The New Hope, Joint List and Ra’am parties on Monday evening refrained from endorsing any candidate for prime minister, ensuring that Likud leader Benjamin Netanyahu gained the most recommendations to form a government.
At the end of a day of consultations by party representatives with President Reuven Rivlin, Netanyahu had been endorsed by 52 MKs (Likud 30; Shas 9; United Torah Judaism 7; Religious Zionism 6).
Yesh Atid leader Yair Lapid was recommended as prime minister by 45 MKs (Yesh Atid 17, Blue and White 8, Yisrael Beytenu 7, Labor 7, Meretz 6), and Naftali Bennett by the 7 members of his own Yamina party. The three parties who made no recommendation account for the final 16 Knesset seats (New Hope 6, Joint List 6 and Ra’am 4).
That meant Netanyahu was potentially well-placed to be tasked by Rivlin with attempting to form a new coalition; Rivlin’s office said he will issue his decision on Tuesday.
Netanyahu still lacked a clear path to assembling a majority coalition in the 120-member Knesset, however,. His rivals, too, did not appear to have any straightforward options for clinching a government.
Earlier in the day’s consultations, Rivlin lamented that he could not see a way for anyone to form a coalition.
The right-wing New Hope, led by former Likud minister Gideon Sa’ar, campaigned on replacing Netanyahu.

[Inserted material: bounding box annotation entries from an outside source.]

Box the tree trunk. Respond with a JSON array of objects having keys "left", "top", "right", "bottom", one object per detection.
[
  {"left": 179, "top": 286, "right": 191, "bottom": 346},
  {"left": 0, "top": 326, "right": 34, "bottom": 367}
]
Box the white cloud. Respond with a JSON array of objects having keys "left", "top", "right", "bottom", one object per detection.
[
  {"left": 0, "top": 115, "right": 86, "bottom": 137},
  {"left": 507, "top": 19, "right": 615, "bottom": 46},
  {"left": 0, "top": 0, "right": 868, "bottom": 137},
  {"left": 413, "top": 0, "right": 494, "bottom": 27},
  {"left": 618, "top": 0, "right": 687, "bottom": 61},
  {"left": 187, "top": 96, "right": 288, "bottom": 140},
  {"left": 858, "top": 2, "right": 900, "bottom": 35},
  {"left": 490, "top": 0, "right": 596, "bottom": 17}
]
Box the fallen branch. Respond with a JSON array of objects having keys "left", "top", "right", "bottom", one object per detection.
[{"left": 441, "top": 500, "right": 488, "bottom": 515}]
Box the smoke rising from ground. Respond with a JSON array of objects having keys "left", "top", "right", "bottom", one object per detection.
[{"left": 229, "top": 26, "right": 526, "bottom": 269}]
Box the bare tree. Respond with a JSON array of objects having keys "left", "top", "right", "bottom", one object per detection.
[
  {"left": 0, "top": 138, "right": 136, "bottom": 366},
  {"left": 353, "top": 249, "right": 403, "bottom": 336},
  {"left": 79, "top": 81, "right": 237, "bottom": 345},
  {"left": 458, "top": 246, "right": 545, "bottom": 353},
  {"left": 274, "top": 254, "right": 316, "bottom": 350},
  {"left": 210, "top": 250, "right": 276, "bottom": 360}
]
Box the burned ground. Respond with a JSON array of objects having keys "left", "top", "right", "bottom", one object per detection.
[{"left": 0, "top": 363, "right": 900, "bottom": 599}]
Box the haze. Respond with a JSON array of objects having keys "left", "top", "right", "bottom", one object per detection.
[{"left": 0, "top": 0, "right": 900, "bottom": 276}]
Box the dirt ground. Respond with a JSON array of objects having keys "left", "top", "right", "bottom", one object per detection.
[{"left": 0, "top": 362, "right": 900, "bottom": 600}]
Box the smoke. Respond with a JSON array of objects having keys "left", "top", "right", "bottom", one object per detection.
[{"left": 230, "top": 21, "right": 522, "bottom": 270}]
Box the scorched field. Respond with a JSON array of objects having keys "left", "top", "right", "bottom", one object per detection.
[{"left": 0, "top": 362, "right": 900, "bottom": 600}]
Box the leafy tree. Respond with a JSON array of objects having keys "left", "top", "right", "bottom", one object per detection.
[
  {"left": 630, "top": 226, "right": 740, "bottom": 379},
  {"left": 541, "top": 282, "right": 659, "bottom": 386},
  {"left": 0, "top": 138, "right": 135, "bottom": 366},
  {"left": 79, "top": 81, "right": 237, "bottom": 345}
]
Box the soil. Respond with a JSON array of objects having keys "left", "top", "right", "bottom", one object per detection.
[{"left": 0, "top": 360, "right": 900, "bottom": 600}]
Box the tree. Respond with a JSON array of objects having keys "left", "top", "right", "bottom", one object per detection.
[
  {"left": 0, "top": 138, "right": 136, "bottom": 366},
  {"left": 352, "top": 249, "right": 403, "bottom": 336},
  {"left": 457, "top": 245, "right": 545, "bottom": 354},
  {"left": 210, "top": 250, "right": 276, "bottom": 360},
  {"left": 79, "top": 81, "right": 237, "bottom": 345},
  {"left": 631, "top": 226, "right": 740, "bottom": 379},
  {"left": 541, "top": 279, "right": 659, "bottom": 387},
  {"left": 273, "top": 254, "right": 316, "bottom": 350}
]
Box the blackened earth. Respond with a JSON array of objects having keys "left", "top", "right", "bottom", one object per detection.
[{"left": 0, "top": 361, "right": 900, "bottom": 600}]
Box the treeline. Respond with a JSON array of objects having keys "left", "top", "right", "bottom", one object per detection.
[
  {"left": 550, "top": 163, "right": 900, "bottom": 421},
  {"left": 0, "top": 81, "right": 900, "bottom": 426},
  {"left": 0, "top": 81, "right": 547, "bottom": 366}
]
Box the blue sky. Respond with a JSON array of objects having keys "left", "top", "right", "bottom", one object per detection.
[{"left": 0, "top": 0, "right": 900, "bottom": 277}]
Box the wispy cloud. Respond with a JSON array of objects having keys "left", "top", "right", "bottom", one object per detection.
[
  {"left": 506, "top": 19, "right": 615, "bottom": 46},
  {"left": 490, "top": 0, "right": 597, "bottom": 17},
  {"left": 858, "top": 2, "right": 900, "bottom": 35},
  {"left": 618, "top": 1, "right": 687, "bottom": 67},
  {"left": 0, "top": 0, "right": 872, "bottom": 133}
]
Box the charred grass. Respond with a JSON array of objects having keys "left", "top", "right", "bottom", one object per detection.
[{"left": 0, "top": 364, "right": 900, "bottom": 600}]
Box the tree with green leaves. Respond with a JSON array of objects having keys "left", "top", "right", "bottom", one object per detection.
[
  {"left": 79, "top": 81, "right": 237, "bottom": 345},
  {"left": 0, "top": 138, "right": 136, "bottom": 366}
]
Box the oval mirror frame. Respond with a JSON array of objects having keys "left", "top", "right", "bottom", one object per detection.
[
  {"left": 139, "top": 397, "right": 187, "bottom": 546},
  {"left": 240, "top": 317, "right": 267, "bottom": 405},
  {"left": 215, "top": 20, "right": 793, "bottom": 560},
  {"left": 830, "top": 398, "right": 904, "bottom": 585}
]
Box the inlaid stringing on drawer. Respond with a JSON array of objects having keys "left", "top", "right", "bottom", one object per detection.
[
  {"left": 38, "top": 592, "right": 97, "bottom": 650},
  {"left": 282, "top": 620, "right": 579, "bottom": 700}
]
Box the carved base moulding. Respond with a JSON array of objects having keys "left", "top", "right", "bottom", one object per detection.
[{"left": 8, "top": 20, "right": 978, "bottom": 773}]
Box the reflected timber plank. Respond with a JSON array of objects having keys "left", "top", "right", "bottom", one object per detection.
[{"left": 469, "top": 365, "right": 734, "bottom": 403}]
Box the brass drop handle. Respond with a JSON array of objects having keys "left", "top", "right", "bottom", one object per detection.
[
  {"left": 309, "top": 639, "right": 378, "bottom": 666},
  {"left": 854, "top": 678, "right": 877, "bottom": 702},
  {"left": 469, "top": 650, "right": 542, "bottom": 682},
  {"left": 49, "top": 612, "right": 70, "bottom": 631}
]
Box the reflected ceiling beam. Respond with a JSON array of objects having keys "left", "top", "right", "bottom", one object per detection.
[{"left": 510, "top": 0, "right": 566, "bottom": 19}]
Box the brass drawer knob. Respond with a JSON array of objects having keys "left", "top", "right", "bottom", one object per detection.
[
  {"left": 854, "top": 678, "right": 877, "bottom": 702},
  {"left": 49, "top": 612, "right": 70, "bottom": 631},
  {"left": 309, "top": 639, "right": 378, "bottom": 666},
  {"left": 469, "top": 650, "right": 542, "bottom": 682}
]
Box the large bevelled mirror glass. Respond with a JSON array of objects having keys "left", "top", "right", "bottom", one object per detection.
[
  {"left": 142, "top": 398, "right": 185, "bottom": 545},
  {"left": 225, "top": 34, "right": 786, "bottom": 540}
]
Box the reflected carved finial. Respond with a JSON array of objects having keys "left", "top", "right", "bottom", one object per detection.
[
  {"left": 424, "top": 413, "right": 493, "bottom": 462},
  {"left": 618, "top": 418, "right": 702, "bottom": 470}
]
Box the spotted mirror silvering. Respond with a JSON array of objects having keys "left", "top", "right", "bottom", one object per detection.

But the party also ruled out joining a government headed by Yesh Atid chief Lapid, limiting its options for whom to recommend.

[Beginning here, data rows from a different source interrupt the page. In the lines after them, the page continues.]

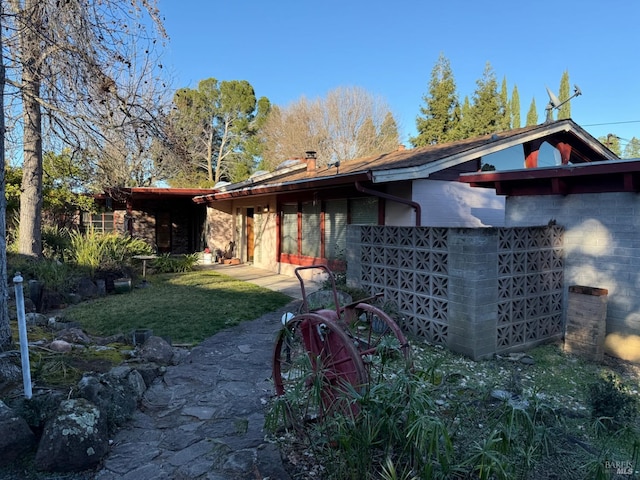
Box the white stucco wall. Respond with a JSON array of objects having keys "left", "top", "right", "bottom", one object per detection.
[
  {"left": 413, "top": 180, "right": 505, "bottom": 227},
  {"left": 506, "top": 193, "right": 640, "bottom": 362}
]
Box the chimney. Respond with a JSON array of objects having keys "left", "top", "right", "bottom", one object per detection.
[{"left": 304, "top": 150, "right": 317, "bottom": 172}]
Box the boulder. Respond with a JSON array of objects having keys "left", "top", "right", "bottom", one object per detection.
[
  {"left": 35, "top": 398, "right": 109, "bottom": 472},
  {"left": 138, "top": 336, "right": 173, "bottom": 365},
  {"left": 0, "top": 401, "right": 36, "bottom": 466},
  {"left": 109, "top": 365, "right": 147, "bottom": 403},
  {"left": 49, "top": 340, "right": 73, "bottom": 353},
  {"left": 77, "top": 277, "right": 98, "bottom": 299},
  {"left": 78, "top": 373, "right": 138, "bottom": 428},
  {"left": 0, "top": 352, "right": 22, "bottom": 393},
  {"left": 24, "top": 312, "right": 49, "bottom": 327},
  {"left": 56, "top": 328, "right": 91, "bottom": 345}
]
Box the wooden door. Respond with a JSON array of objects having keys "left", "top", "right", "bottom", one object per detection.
[{"left": 247, "top": 208, "right": 255, "bottom": 262}]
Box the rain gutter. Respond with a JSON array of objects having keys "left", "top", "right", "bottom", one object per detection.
[{"left": 356, "top": 180, "right": 422, "bottom": 227}]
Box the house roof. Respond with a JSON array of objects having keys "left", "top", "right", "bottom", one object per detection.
[
  {"left": 96, "top": 187, "right": 216, "bottom": 200},
  {"left": 194, "top": 119, "right": 617, "bottom": 203},
  {"left": 460, "top": 159, "right": 640, "bottom": 196}
]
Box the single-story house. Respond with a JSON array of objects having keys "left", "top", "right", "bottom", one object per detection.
[
  {"left": 194, "top": 119, "right": 617, "bottom": 274},
  {"left": 92, "top": 187, "right": 213, "bottom": 254},
  {"left": 460, "top": 159, "right": 640, "bottom": 362}
]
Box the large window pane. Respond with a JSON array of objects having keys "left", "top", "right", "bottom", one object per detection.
[
  {"left": 82, "top": 212, "right": 114, "bottom": 233},
  {"left": 280, "top": 204, "right": 298, "bottom": 255},
  {"left": 324, "top": 200, "right": 347, "bottom": 260},
  {"left": 302, "top": 202, "right": 320, "bottom": 257}
]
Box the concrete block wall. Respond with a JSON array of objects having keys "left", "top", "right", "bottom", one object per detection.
[
  {"left": 506, "top": 192, "right": 640, "bottom": 362},
  {"left": 347, "top": 225, "right": 562, "bottom": 359},
  {"left": 447, "top": 228, "right": 498, "bottom": 359}
]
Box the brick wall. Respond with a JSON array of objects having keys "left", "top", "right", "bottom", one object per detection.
[
  {"left": 347, "top": 225, "right": 563, "bottom": 359},
  {"left": 506, "top": 192, "right": 640, "bottom": 362}
]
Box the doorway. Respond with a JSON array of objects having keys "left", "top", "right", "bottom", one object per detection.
[{"left": 246, "top": 208, "right": 255, "bottom": 262}]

Meeting Rivlin, who consulted separately Monday with representatives of all 13 parties that won seats in the March 23 elections, New Hope representatives declined to endorse anyone.
Explaining the move, MK Yifat Shasha-Biton said the party backs a rotational premiership between Lapid and Yamina leader Bennett, but their inability to reach an agreement on the matter prompted her party to abstain.
“Any recommendation for one of them won’t move us closer to a reality in which it will be possible to form a government,” she said.
Shasha-Biton noted Rivlin’s past proposal for Netanyahu and Blue and White leader Benny Gantz to form a unity government in which they rotate the premiership and their parties have equal responsibilities. She urged Rivlin to invite both Lapid and Bennett to work out such an agreement, after which New Hope would back one of them.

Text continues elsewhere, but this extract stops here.